I think it is harder to give backstory in movies, because they are so compact. One movie I can think of where the backstory was right up front, but beautifully handled, was the Pixar movie Up. It made so much of a difference in how we reacted to Carl, and realized that his crusty exterior covered a heart of gold.
But in many cases, too much backstory can ruin things. And especially when you go back and turn your backstory into 'prequels.' Like the newest Star Wars movies. Ugh...
Aspiring Writer
6. looloolooweez
Really well-done books & series generally seem to follow tnh's rule of thumb. But... I guess I'm a little odd in that I actually like lots of exposition/infodumps. This might be a side-effect of my love for historical & science NF. Maybe when one is used to NF patterns in reading, one expects to see that same kind of pattern (background info galore!) in F, at least to some extent? But the best SF writers know how to mete out that background info at just the right places and in just the right amounts so that it moves the story forward rather than jarring the reader out of his/her normal reading trance.
Michael Burke
7. Ludon
I believe an example of making the backstory an important part of the story would be Louis Sachar's Holes. But if you think about that story - think about moving things around - you could see how easily it could have not worked.
Aspiring Writer
8. Queen MyrdemInggala
One of the better examples of back-story handled well, is the way Brian Aldiss lets us in on the secret behind the Kaidaw - slowly opening it out in Helliconia Spring, then the very next thing, we're meeting one of the characters right up front - Billish Owpin in person. To explain his backstory, we get taken through the history of the Kaidaw, which then leads us onto the origins of the Helliconia system, and the astrophysical reasons why there are several sophonts on the planet Helliconia, and why two of them can't seem to get along ...
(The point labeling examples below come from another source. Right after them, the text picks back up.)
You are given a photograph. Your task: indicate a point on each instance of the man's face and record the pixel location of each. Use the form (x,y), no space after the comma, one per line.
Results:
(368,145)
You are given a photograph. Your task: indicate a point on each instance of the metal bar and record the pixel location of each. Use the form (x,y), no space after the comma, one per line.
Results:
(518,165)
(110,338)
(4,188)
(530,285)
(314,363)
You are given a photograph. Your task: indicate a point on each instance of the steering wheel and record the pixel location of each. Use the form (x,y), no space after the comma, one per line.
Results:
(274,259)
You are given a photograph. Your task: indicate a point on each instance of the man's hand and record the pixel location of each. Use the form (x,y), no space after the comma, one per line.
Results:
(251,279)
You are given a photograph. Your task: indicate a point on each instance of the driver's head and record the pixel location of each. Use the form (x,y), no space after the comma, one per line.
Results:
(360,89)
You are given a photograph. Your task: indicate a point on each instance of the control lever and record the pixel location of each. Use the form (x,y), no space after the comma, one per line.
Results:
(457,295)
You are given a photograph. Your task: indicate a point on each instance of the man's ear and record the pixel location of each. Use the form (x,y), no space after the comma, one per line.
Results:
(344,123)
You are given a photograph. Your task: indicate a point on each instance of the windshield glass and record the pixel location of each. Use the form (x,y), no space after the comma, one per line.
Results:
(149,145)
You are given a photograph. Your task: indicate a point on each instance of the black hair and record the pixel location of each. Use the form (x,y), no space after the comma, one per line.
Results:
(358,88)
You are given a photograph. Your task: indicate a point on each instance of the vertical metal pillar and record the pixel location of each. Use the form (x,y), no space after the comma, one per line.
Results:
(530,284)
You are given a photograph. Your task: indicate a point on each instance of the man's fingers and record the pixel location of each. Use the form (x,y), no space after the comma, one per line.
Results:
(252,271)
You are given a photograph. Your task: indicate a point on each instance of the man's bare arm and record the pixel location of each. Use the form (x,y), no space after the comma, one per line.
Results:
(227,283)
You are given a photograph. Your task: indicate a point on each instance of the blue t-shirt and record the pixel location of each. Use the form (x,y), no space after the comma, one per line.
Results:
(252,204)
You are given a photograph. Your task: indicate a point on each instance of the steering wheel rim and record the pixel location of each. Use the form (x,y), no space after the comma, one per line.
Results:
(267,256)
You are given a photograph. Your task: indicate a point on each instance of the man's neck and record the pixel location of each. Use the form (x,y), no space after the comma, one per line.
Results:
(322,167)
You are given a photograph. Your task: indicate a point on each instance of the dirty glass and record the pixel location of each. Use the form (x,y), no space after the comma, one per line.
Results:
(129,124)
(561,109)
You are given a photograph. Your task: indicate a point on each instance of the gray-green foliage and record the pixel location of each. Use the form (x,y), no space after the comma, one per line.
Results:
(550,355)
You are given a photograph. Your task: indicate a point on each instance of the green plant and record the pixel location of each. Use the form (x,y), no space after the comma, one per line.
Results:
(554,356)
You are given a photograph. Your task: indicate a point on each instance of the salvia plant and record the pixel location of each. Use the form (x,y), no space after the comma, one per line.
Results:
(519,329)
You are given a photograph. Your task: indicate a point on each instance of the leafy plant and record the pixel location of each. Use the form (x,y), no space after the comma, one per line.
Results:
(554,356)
Ursula Le Guin in The Left Hand of Darkness is another writer who handles backstory extraordinarily well, with the little snippets of tales from Gethen's past, and stories from the religions ... little stories that also illustrate her central thesis in the main novel beautifully.

Doris Lesisng in Shikasta also handles the backstory well, with flashbacks, asides, and characters making the next best thing to excuses - it's endemic, even the Sirian bureaucrats in The Sirian Experiments make endless excuses - and provide us with endless ( and painless ) backstory.